Responsible action with regard to public health operates using the model of the Precautionary Principle. That is, instead of waiting for proof that chemicals are hazardous, we ought to minimize or eliminate exposures until we are certain that they do not have deleterious health effects. Erring on the side of caution will help to ensure a healthful and responsible chemical industry. As it is, the burden of proof tends to fall on the public and the government to prove that a chemical causes harm before any action to reduce exposures can be taken. Because we do not perform direct studies on human subjects, it is extremely difficult to produce "proof" of human harm. Until we shift the burden of proof from organizations and communities (responsible for proving harm) to industries (responsible for proving harmless), unnecessary exposures to unsafe chemical substances will continue to prevail.


NRDC's Approach

Endocrine disruption is a complex issue and certainly needs to be studied more extensively. NRDC's program of action and involvement with endocrine disruption includes:

Testing: We need to know which chemicals may be endocrine disruptors, and which are probably not. Thus far, discoveries of endocrine effects have mostly occurred by accident in the laboratory or in highly polluted areas. We need a systematic testing system. NRDC recently participated in a federal advisory committee -- the U.S. Environmental Protection Agency's Endocrine Disruptor Screening and Testing Advisory Committee -- to design a program to prioritize the over 86,000 chemicals in current use and screen them for effects on estrogen, androgen, and thyroid hormone. The advisory committee's final report was released in September 1998. Now NRDC is working to ensure that the recommendations of the committee are fully and rapidly implemented.
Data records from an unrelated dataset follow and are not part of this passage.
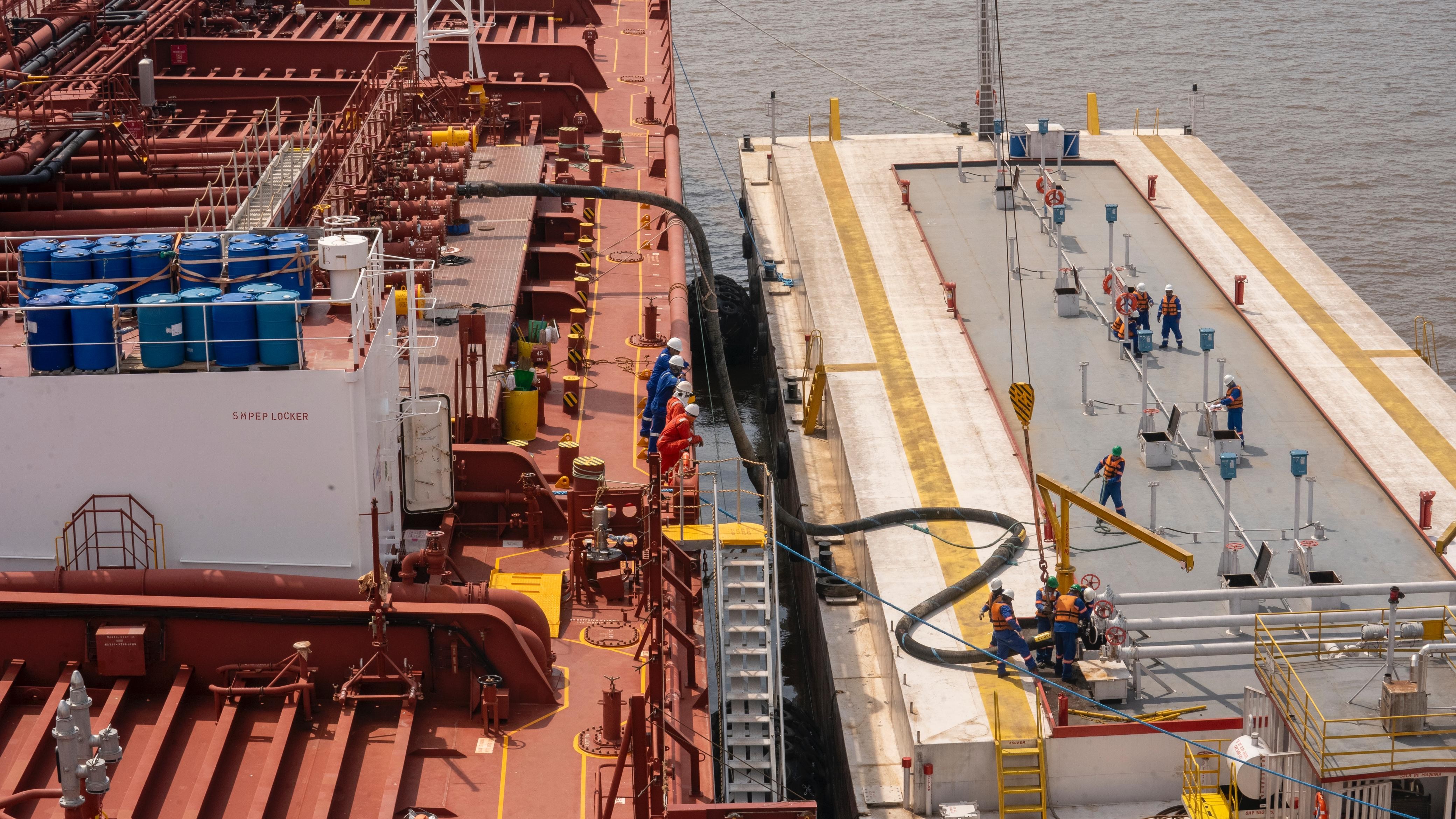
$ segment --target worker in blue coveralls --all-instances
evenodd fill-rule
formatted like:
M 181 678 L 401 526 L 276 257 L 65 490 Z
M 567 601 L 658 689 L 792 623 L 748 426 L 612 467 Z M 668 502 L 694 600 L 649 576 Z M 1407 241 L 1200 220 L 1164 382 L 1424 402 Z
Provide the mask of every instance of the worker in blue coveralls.
M 1243 391 L 1233 382 L 1233 373 L 1223 376 L 1223 398 L 1219 404 L 1229 408 L 1229 428 L 1239 433 L 1239 446 L 1243 446 Z
M 1026 670 L 1037 673 L 1037 660 L 1031 656 L 1031 647 L 1026 646 L 1026 640 L 1021 635 L 1021 622 L 1016 619 L 1016 612 L 1012 611 L 1010 602 L 1016 597 L 1016 592 L 1010 589 L 1002 590 L 1000 599 L 992 606 L 992 640 L 996 643 L 996 676 L 1009 676 L 1006 673 L 1006 657 L 1015 651 L 1021 656 L 1021 662 L 1026 663 Z
M 642 407 L 642 427 L 638 433 L 644 439 L 652 428 L 652 391 L 657 388 L 657 379 L 662 377 L 662 373 L 667 372 L 667 363 L 673 360 L 673 356 L 677 356 L 681 351 L 683 340 L 676 337 L 668 338 L 667 347 L 657 354 L 657 361 L 652 361 L 652 375 L 646 379 L 646 405 Z
M 1158 322 L 1163 325 L 1163 342 L 1158 347 L 1168 350 L 1168 334 L 1178 338 L 1178 348 L 1182 350 L 1182 331 L 1178 322 L 1182 321 L 1182 302 L 1174 296 L 1174 286 L 1163 287 L 1163 303 L 1158 306 Z
M 646 399 L 646 408 L 652 412 L 652 427 L 648 430 L 646 437 L 648 452 L 657 452 L 657 436 L 662 434 L 662 427 L 667 426 L 667 402 L 671 401 L 686 366 L 681 356 L 668 358 L 667 372 L 658 376 L 657 386 Z
M 1127 510 L 1123 509 L 1123 469 L 1125 468 L 1127 461 L 1123 458 L 1123 447 L 1114 446 L 1112 455 L 1098 461 L 1092 472 L 1093 477 L 1102 475 L 1102 497 L 1098 498 L 1098 503 L 1105 504 L 1107 498 L 1112 498 L 1112 507 L 1123 517 L 1127 517 Z
M 1082 586 L 1073 583 L 1053 603 L 1051 637 L 1057 641 L 1057 660 L 1061 663 L 1061 682 L 1076 679 L 1077 631 L 1091 619 L 1092 609 L 1082 599 Z
M 1047 584 L 1037 589 L 1037 634 L 1045 634 L 1051 631 L 1051 606 L 1057 602 L 1057 579 L 1047 577 Z M 1051 646 L 1045 648 L 1037 648 L 1037 665 L 1051 666 Z

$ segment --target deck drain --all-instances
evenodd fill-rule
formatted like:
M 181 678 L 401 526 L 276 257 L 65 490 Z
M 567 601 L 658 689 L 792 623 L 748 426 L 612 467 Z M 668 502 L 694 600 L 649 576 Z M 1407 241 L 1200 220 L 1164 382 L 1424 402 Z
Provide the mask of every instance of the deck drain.
M 603 648 L 635 646 L 642 632 L 620 619 L 603 619 L 581 630 L 581 638 Z

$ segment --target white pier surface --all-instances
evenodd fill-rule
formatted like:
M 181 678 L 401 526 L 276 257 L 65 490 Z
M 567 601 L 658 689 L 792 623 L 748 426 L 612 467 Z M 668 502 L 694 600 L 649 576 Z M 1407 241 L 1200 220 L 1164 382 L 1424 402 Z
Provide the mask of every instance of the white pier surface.
M 1214 326 L 1213 357 L 1226 357 L 1245 388 L 1249 446 L 1241 453 L 1232 494 L 1236 535 L 1252 545 L 1268 542 L 1274 581 L 1302 583 L 1284 571 L 1290 541 L 1280 530 L 1294 517 L 1287 455 L 1294 447 L 1309 450 L 1309 474 L 1318 479 L 1315 519 L 1326 526 L 1315 548 L 1319 568 L 1338 571 L 1345 583 L 1452 577 L 1414 517 L 1420 493 L 1436 491 L 1428 533 L 1439 535 L 1456 519 L 1456 393 L 1198 138 L 1082 134 L 1082 163 L 1069 162 L 1063 182 L 1069 205 L 1063 246 L 1085 271 L 1093 299 L 1083 299 L 1075 319 L 1056 316 L 1054 273 L 1022 274 L 1008 290 L 994 175 L 986 176 L 986 166 L 968 168 L 962 182 L 955 171 L 957 149 L 965 162 L 984 163 L 992 159 L 989 143 L 871 136 L 833 143 L 779 138 L 775 146 L 754 140 L 754 146 L 740 160 L 759 252 L 778 259 L 794 281 L 792 287 L 763 283 L 778 366 L 780 375 L 804 375 L 804 340 L 817 332 L 828 370 L 824 430 L 801 434 L 802 405 L 786 405 L 805 519 L 967 506 L 1032 520 L 1022 433 L 1006 398 L 1010 380 L 1028 380 L 1029 358 L 1038 398 L 1031 424 L 1038 472 L 1080 487 L 1096 459 L 1121 443 L 1128 461 L 1124 501 L 1133 519 L 1149 525 L 1147 482 L 1159 481 L 1159 526 L 1213 532 L 1197 542 L 1168 533 L 1194 552 L 1197 565 L 1188 574 L 1140 544 L 1075 554 L 1077 574 L 1096 573 L 1118 592 L 1217 587 L 1222 481 L 1216 458 L 1198 449 L 1203 439 L 1195 437 L 1197 415 L 1190 412 L 1201 399 L 1198 328 Z M 1022 173 L 1022 187 L 1031 189 L 1035 173 Z M 1155 173 L 1156 201 L 1149 203 L 1144 181 Z M 901 204 L 898 179 L 911 182 L 913 210 Z M 1048 238 L 1025 200 L 1018 201 L 1021 267 L 1054 271 Z M 1142 382 L 1107 341 L 1098 315 L 1098 309 L 1111 315 L 1111 297 L 1101 291 L 1108 264 L 1105 203 L 1121 211 L 1115 264 L 1123 265 L 1123 233 L 1133 233 L 1137 271 L 1125 271 L 1128 280 L 1146 281 L 1155 303 L 1171 283 L 1184 302 L 1187 350 L 1155 348 L 1143 361 L 1165 407 L 1188 412 L 1181 437 L 1192 446 L 1175 447 L 1171 468 L 1139 462 Z M 1248 277 L 1242 307 L 1233 306 L 1235 275 Z M 958 316 L 946 310 L 943 281 L 957 284 Z M 1156 322 L 1152 329 L 1156 337 Z M 1089 363 L 1089 398 L 1105 402 L 1091 415 L 1080 404 L 1080 361 Z M 1115 404 L 1124 405 L 1121 414 Z M 1162 428 L 1166 415 L 1158 418 Z M 1200 469 L 1214 479 L 1206 481 Z M 1091 523 L 1086 514 L 1073 520 L 1073 548 L 1130 541 L 1096 535 Z M 989 554 L 964 546 L 984 546 L 999 535 L 964 523 L 930 530 L 938 538 L 906 526 L 852 536 L 834 546 L 836 561 L 893 606 L 910 609 Z M 1312 538 L 1312 528 L 1300 536 Z M 1047 561 L 1054 565 L 1050 548 Z M 1251 564 L 1245 554 L 1243 571 Z M 1040 584 L 1035 544 L 1000 577 L 1016 590 L 1018 615 L 1029 618 Z M 1446 603 L 1415 597 L 1406 603 Z M 1270 600 L 1270 609 L 1303 611 L 1307 600 Z M 986 646 L 990 628 L 977 618 L 983 602 L 978 592 L 932 622 Z M 1345 608 L 1379 605 L 1374 597 L 1345 602 Z M 1032 736 L 1034 691 L 1026 675 L 999 681 L 989 665 L 946 667 L 900 656 L 893 631 L 901 614 L 874 600 L 821 602 L 820 611 L 859 810 L 903 813 L 893 804 L 901 793 L 900 759 L 911 756 L 917 772 L 925 762 L 935 765 L 935 803 L 974 800 L 983 813 L 996 812 L 992 713 L 999 705 L 1003 734 Z M 1191 603 L 1139 606 L 1128 616 L 1226 612 L 1223 603 Z M 964 648 L 926 627 L 916 638 Z M 1152 643 L 1217 640 L 1233 638 L 1222 630 L 1152 635 Z M 1257 685 L 1251 660 L 1242 656 L 1168 660 L 1153 676 L 1162 682 L 1144 683 L 1144 698 L 1127 708 L 1206 705 L 1190 717 L 1219 721 L 1188 723 L 1191 739 L 1239 733 L 1230 723 L 1239 717 L 1242 689 Z M 1056 698 L 1056 691 L 1048 694 Z M 1168 736 L 1053 736 L 1050 804 L 1105 806 L 1086 816 L 1146 816 L 1147 804 L 1120 803 L 1175 803 L 1181 762 L 1182 743 Z M 919 775 L 913 790 L 923 812 Z

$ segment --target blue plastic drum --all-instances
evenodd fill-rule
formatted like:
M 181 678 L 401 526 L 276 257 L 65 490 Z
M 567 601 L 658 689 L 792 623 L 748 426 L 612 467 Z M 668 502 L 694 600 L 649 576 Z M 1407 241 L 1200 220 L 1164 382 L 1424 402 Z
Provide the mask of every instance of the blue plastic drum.
M 54 239 L 31 239 L 20 245 L 20 274 L 25 278 L 50 278 L 51 277 L 51 254 L 60 248 L 60 243 Z M 25 306 L 25 300 L 36 294 L 39 290 L 51 287 L 47 281 L 22 281 L 20 283 L 20 306 Z M 70 332 L 67 329 L 67 332 Z
M 102 236 L 105 239 L 106 236 Z M 127 236 L 122 236 L 127 239 Z M 96 278 L 131 278 L 131 248 L 127 245 L 106 245 L 98 242 L 92 248 L 92 273 Z M 122 287 L 131 287 L 131 281 L 118 281 L 116 290 Z M 118 305 L 130 305 L 132 302 L 132 290 L 125 293 L 116 293 Z
M 182 281 L 213 281 L 223 277 L 223 246 L 210 240 L 191 240 L 178 245 L 178 262 L 182 267 Z
M 31 307 L 64 307 L 71 300 L 66 296 L 41 296 L 31 299 Z M 71 366 L 71 310 L 26 310 L 25 338 L 31 345 L 31 369 L 54 373 Z
M 309 245 L 303 242 L 274 242 L 268 246 L 269 280 L 284 290 L 313 293 Z
M 204 340 L 215 338 L 217 331 L 213 329 L 213 307 L 204 305 L 221 294 L 217 287 L 189 287 L 178 293 L 182 303 L 188 305 L 182 307 L 182 338 L 186 341 L 183 354 L 188 361 L 211 360 L 214 351 Z
M 92 254 L 86 248 L 57 248 L 51 252 L 51 278 L 57 281 L 90 281 Z
M 258 297 L 258 358 L 269 367 L 298 363 L 298 293 L 274 290 Z M 280 303 L 282 302 L 282 303 Z
M 248 293 L 213 299 L 213 350 L 218 367 L 250 367 L 258 363 L 258 309 Z
M 268 278 L 268 245 L 262 242 L 233 242 L 227 246 L 227 278 L 243 284 Z
M 185 344 L 182 297 L 175 293 L 153 293 L 137 299 L 137 334 L 141 338 L 143 367 L 181 367 Z
M 111 293 L 77 293 L 71 296 L 71 353 L 77 370 L 111 370 L 116 367 L 116 328 L 112 324 Z
M 172 258 L 172 243 L 162 242 L 137 242 L 131 246 L 131 277 L 132 278 L 149 278 L 159 273 L 167 270 L 167 264 Z M 135 283 L 132 283 L 135 284 Z M 137 284 L 137 289 L 131 291 L 132 300 L 140 302 L 143 296 L 151 296 L 153 293 L 170 293 L 172 291 L 172 277 L 163 275 L 162 278 L 153 278 L 151 281 L 143 281 Z

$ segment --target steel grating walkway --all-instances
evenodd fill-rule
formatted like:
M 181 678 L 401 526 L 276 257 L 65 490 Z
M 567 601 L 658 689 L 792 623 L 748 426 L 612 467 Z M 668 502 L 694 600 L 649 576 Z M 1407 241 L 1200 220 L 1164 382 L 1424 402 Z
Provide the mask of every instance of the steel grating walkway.
M 469 182 L 539 182 L 546 149 L 540 146 L 480 146 L 466 173 Z M 488 305 L 485 313 L 486 363 L 505 360 L 505 344 L 515 319 L 515 297 L 521 289 L 526 246 L 530 243 L 536 200 L 529 197 L 463 200 L 460 216 L 470 220 L 470 233 L 451 236 L 456 255 L 470 259 L 459 267 L 435 268 L 437 305 Z M 460 358 L 457 325 L 435 329 L 440 337 L 430 356 L 419 358 L 419 388 L 424 392 L 454 392 L 454 367 Z M 486 407 L 499 398 L 499 379 L 488 379 Z

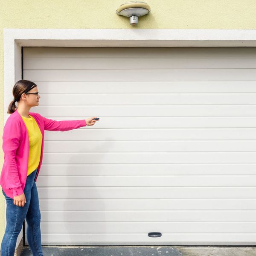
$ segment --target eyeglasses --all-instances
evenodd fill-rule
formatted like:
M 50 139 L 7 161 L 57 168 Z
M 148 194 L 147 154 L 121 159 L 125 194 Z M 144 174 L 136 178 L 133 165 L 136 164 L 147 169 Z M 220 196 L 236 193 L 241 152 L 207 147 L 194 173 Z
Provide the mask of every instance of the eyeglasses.
M 38 95 L 40 95 L 39 94 L 39 92 L 38 92 L 37 93 L 25 93 L 25 94 L 35 94 L 35 95 L 36 95 L 37 96 L 38 96 Z

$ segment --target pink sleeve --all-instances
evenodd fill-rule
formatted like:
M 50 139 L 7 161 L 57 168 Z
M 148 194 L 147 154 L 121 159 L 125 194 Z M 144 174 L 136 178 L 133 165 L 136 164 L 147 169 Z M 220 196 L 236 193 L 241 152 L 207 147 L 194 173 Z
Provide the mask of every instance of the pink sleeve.
M 64 120 L 55 121 L 42 116 L 44 124 L 44 130 L 47 131 L 64 131 L 77 129 L 86 126 L 85 119 L 82 120 Z
M 20 139 L 20 127 L 18 122 L 13 119 L 8 119 L 3 128 L 3 150 L 6 166 L 5 171 L 7 172 L 6 176 L 9 178 L 6 187 L 9 189 L 12 189 L 14 196 L 17 196 L 23 193 L 15 160 Z

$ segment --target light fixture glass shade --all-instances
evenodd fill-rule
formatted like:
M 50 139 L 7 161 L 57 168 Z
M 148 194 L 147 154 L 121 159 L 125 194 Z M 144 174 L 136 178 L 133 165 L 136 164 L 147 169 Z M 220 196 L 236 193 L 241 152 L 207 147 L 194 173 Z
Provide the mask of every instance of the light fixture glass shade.
M 132 16 L 137 16 L 138 17 L 148 13 L 147 9 L 140 8 L 129 8 L 121 11 L 119 14 L 119 15 L 130 17 Z

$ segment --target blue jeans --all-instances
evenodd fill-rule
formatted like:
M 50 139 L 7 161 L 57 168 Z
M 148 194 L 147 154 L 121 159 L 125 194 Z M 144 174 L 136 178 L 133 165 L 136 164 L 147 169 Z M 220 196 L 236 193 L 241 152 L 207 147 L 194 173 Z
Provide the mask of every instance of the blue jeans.
M 8 197 L 2 189 L 6 201 L 6 227 L 1 245 L 1 256 L 14 255 L 17 238 L 25 218 L 28 225 L 27 239 L 33 255 L 43 256 L 40 230 L 41 214 L 35 181 L 38 171 L 37 169 L 27 177 L 24 189 L 26 203 L 23 207 L 14 204 L 13 199 Z

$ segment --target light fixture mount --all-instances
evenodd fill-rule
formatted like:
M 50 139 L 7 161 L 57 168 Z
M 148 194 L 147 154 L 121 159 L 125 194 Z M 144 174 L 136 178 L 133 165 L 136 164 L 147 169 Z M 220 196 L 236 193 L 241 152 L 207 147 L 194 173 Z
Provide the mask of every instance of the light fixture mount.
M 138 17 L 149 13 L 150 6 L 145 2 L 132 1 L 121 4 L 116 10 L 119 15 L 130 17 L 130 24 L 134 25 L 138 24 Z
Right to Know: People have a right to know which chemicals may be endocrine disruptors and how they might be exposed. Some known and suspected endocrine disruptors are not yet reportable on the federal Toxics Release Inventory. Many others are not listed as reproductive or developmental toxicants under California's Proposition 65. We are working to get endocrine disruptors listed under these important right to know laws so their emissions to air, water, and land can be tracked and reported, and so that if consumers may be exposed they will first be warned.

Detecting Exposures: The National Center for Environmental Health at the Centers for Disease Control and Prevention has developed analytic techniques which allow measurements of human exposures to many known and suspected endocrine disrupting chemicals. Currently these measurements, which are usually done on blood samples, are expensive and not available except for specific research projects. NRDC is working to increase funding for this testing so that in the future, people may be able to go to their doctor to find out their exposure levels to some of these chemicals. In addition, better measurements of exposure mean better research studies. Exposure measurements also allow us to set goals for exposure reduction and then make sure those goals are met.

Decreasing Exposures: Some known endocrine disruptors are still legally used in the United States. For example, a pesticide called vinclozolin is legally used on beans and other food crops even though it is known to block the normal function of male hormones such as testosterone. NRDC is challenging the continued use of this pesticide and of other known endocrine disrupting chemicals. In addition, we are working hard to address sources of dioxin such as incinerators and diesel engines.

Education: Many members of the public are not aware of this important issue. More disturbingly, many health care workers and physicians are also unfamiliar with the scientific and health issues related to endocrine disruption. Gina Solomon, a physician at NRDC is working to educate the medical community and the general public about this issue. She has given grand rounds and conferences at hospitals, has spoken at major scientific conferences, and frequently addresses various audiences to spread the word about endocrine disruptors.